So, I’m doing contributions for a couple upcoming anthologies, and for the next few weeks I’m going to be taking a break from posting my ongoing story and posting pieces from what I’m doing for the anthologies instead, since the deadlines for those are looming and I have them mostly written but still have a lot of drawing to do.
I’ll still be posting… quite a lot, actually. Just things from these other stories.
The above drawing is a portrait I did recently of my boyfriend, which I’m posting because one of the two upcoming stories has to do with him. One of the anthologies I was invited to contribute to is a collection of short stories on the theme of Dads. I was trying to think of something to write about my dad, and there were stories I could have done, but nothing was jumping out at me, and then I was talking to my boyfriend about it and he started telling me stories about his dad, and I immediately knew that was the story I should write. I’m calling the story My Boyfriend’s Dad, hence the title of this post.

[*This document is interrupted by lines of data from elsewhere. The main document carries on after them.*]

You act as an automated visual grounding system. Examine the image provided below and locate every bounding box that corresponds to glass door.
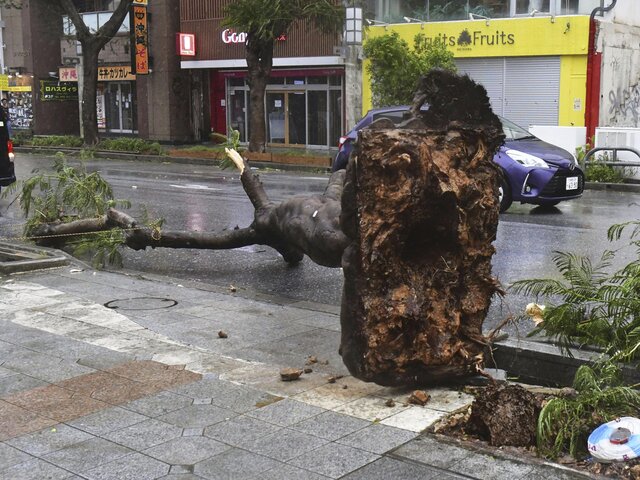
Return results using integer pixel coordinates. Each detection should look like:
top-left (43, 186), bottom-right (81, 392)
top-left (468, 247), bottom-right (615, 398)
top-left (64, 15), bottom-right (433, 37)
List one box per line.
top-left (104, 83), bottom-right (136, 133)
top-left (266, 92), bottom-right (285, 144)
top-left (266, 91), bottom-right (306, 146)
top-left (287, 91), bottom-right (306, 146)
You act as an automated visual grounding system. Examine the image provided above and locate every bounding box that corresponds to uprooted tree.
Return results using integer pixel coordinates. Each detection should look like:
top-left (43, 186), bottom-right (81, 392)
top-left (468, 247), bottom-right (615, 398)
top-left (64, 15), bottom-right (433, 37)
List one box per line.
top-left (12, 70), bottom-right (505, 386)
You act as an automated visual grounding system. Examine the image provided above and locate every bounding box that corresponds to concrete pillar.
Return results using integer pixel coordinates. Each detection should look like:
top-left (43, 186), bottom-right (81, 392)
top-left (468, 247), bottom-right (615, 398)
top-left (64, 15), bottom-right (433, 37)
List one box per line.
top-left (343, 44), bottom-right (362, 132)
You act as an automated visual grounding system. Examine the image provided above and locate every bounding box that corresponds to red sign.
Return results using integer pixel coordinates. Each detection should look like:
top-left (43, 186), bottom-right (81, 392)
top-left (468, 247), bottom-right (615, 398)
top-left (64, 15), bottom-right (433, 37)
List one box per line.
top-left (177, 33), bottom-right (196, 56)
top-left (133, 6), bottom-right (149, 74)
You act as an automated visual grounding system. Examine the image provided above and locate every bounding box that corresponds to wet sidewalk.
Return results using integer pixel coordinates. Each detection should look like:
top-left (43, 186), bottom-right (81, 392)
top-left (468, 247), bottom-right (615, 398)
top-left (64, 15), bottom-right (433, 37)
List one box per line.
top-left (0, 261), bottom-right (593, 479)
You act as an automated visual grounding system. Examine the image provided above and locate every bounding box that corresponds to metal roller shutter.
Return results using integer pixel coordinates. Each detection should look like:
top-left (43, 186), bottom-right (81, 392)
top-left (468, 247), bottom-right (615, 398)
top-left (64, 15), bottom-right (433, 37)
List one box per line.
top-left (504, 56), bottom-right (560, 128)
top-left (455, 58), bottom-right (505, 117)
top-left (455, 56), bottom-right (560, 128)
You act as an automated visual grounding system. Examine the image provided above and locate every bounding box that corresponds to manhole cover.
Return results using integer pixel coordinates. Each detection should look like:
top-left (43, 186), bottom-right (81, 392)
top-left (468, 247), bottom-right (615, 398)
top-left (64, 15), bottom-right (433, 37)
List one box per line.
top-left (104, 297), bottom-right (178, 311)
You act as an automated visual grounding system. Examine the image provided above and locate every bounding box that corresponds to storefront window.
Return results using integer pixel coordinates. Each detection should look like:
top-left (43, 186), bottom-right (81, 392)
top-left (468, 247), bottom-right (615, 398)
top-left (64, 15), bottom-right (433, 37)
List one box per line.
top-left (329, 90), bottom-right (342, 149)
top-left (515, 0), bottom-right (550, 14)
top-left (308, 91), bottom-right (328, 146)
top-left (364, 0), bottom-right (591, 21)
top-left (224, 73), bottom-right (342, 148)
top-left (229, 90), bottom-right (247, 142)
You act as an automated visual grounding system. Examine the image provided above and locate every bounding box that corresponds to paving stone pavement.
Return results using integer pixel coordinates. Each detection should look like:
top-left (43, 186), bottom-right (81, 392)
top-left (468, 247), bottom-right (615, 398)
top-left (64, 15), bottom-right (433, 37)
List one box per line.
top-left (0, 266), bottom-right (595, 479)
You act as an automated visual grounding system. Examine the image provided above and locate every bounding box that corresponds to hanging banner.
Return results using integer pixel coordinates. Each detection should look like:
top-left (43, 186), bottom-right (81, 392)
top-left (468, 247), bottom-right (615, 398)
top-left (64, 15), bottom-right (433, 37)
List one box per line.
top-left (133, 6), bottom-right (149, 74)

The other anthology I’m contributing to is the upcoming Northwest Press book of Robert Kirby’s anthology Three. I’ve had this poetic thing I’ve wanted to do for a while, really taking certain comic conventions and also certain musical and poetic conventions, and mashing them up, and I thought maybe this anthology would be the place to do it. What I’m doing is starting out with a bunch of drawings that I’m doing separately that have a link together, which I guess if you were talking in musical terms would kind of be the melody of the thing, and then I’m designing the story on a grid of six panels a page which, I suppose if you were again to use musical terms, would be the rhythm of the song.

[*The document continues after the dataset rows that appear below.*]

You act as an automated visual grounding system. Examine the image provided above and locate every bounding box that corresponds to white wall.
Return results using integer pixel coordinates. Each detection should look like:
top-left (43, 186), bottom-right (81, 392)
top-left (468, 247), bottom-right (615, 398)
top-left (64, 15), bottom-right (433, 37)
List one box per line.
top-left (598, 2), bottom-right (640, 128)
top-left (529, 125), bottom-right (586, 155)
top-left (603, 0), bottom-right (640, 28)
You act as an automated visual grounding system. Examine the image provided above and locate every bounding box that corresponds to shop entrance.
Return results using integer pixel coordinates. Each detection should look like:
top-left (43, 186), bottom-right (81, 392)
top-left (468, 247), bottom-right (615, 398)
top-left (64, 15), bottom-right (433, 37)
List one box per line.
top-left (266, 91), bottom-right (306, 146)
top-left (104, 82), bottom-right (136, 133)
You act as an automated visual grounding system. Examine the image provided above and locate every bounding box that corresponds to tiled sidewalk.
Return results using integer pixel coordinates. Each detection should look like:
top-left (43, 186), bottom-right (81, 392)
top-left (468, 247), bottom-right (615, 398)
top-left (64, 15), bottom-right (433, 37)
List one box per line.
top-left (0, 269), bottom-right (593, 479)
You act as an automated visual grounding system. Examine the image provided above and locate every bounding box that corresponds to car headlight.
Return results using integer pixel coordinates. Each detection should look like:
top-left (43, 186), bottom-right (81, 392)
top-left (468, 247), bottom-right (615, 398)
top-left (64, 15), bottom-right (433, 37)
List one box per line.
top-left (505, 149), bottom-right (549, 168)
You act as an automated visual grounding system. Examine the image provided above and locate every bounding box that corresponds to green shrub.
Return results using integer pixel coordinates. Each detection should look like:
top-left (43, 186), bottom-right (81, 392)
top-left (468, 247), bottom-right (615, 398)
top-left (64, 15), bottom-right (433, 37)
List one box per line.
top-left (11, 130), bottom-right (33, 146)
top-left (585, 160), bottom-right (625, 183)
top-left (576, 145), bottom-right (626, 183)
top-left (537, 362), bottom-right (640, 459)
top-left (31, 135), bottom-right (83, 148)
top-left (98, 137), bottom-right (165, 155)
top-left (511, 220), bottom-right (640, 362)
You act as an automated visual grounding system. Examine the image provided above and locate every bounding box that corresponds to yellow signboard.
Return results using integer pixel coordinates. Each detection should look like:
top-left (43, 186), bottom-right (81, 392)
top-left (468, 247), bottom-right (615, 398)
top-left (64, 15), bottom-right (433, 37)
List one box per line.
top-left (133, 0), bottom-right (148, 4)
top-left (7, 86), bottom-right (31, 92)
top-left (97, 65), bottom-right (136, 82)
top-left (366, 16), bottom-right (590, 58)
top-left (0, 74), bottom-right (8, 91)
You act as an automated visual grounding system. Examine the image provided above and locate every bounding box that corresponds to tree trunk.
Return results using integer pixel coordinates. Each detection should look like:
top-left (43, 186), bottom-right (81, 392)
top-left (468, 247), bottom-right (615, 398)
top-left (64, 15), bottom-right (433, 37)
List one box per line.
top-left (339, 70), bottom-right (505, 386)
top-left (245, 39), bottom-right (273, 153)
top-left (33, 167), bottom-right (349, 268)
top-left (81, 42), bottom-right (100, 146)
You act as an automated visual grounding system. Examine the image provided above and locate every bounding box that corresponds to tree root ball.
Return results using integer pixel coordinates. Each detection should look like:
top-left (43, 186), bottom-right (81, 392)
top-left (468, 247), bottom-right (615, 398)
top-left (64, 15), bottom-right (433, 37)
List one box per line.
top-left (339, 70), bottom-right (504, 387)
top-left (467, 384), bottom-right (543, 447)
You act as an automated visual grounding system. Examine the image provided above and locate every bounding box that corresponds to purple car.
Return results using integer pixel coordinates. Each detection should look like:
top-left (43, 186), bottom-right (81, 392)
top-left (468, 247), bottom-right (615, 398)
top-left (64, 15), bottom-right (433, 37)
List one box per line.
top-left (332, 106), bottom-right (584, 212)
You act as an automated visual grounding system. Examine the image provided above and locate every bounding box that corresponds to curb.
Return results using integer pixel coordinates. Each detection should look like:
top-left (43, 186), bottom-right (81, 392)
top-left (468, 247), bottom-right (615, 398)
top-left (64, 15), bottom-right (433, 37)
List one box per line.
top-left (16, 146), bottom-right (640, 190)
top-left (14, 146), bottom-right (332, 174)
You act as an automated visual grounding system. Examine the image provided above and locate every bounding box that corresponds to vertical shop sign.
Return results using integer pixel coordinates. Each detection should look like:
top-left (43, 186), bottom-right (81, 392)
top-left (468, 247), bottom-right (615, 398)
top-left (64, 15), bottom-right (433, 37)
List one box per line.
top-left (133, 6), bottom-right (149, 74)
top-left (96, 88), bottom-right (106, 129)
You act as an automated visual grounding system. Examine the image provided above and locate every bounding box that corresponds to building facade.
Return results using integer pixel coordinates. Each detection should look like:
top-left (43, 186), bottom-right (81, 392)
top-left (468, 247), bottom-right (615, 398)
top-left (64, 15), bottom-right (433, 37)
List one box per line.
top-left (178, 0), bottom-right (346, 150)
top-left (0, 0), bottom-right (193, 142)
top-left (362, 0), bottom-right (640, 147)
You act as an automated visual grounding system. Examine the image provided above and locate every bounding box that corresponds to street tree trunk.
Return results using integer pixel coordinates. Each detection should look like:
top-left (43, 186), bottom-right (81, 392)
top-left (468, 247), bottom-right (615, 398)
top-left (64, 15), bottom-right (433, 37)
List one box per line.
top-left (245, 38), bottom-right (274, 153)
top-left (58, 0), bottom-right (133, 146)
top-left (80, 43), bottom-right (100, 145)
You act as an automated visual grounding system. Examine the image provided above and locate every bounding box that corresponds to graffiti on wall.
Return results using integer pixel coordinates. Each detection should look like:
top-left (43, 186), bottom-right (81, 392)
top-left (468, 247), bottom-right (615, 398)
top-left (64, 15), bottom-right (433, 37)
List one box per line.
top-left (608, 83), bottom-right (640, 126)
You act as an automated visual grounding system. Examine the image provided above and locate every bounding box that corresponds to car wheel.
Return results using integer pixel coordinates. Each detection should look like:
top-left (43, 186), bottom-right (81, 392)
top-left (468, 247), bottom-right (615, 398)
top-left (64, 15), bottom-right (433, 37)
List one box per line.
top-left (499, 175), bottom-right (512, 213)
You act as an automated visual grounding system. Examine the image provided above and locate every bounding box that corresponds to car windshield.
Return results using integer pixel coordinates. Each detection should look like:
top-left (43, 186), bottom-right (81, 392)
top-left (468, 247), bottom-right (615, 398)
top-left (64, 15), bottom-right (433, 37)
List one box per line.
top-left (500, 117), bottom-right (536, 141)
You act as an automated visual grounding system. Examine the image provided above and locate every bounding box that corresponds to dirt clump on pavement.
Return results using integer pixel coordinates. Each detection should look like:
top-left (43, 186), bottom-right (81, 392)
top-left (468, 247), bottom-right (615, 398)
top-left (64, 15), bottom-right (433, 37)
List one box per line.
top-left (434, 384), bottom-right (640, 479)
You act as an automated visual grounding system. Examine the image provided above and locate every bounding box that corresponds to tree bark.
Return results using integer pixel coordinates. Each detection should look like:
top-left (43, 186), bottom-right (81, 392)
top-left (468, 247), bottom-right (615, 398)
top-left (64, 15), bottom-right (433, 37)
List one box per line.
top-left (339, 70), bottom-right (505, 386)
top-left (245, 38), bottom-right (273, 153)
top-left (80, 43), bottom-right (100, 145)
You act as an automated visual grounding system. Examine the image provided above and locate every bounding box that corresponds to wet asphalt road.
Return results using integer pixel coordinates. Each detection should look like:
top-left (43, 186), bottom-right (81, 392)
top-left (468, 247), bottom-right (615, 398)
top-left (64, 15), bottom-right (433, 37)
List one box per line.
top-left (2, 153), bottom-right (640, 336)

It’s meant to be in some ways the visual equivalent of what Dylan was trying to do with the achronological arrangement of the incidents related in the Blood on the Tracks songs. Of course, the way Dylan described what he was doing there was trying to create the lyrical equivalent of the way a story is told in a painting, because in a painting all the information is presented to you simultaneously and you can choose, to an extent, in what order you view the information, so time becomes less important and you can take in the totality of a story rather than one incident, and then the next, etc. But comics, then, are different from paintings, because the arrangement of panels indicates to you in what order you should read the visual information, and in comics that are told well, space has a temporal element because a bigger panel should mean that you read it for a longer period than a smaller panel, and so in that way you can create pauses, or also create speed, when you’re telling a story in comics. I’m talking about good comics, of course- in a lot of mainstream comics, the size of the panels is determined not by pacing but by what super cool pose somebody felt like drawing Spider-man in that day. So what I became interested in investigating are ways in which you could be achronological, like a painting or a Blood on the Tracks song, but also have it read properly, like a comic, and have a rhythm to it, which is the thing that a good comic and a song have in common.
I want to edit the images together and find out what happens when they’re in different orders with different juxtapositions. I’m writing the words separately as a poem, but I don’t want it to just be an illustrated poem, or a poem with pictures next to it, which has been done a lot in comics. What I’d really like to do is not have the poem or the images be complete without each other, they should comment on one another, and the juxtaposition should hopefully make something that neither of them would make alone.
So I’ve drawn a lot of it and written a lot of it, but I won’t know quite what I made until I’m in Photoshop putting it all together. I really wanted to do something at least a little bit avant-garde and interesting, and we’ll see if what comes out is something interesting, or if it falls flat on its face.
I’ve also written a kind of simple sex joke piece I could do if my brilliant poem comics hybrid thing goes unappreciated by the Philistines We’ll see what happens.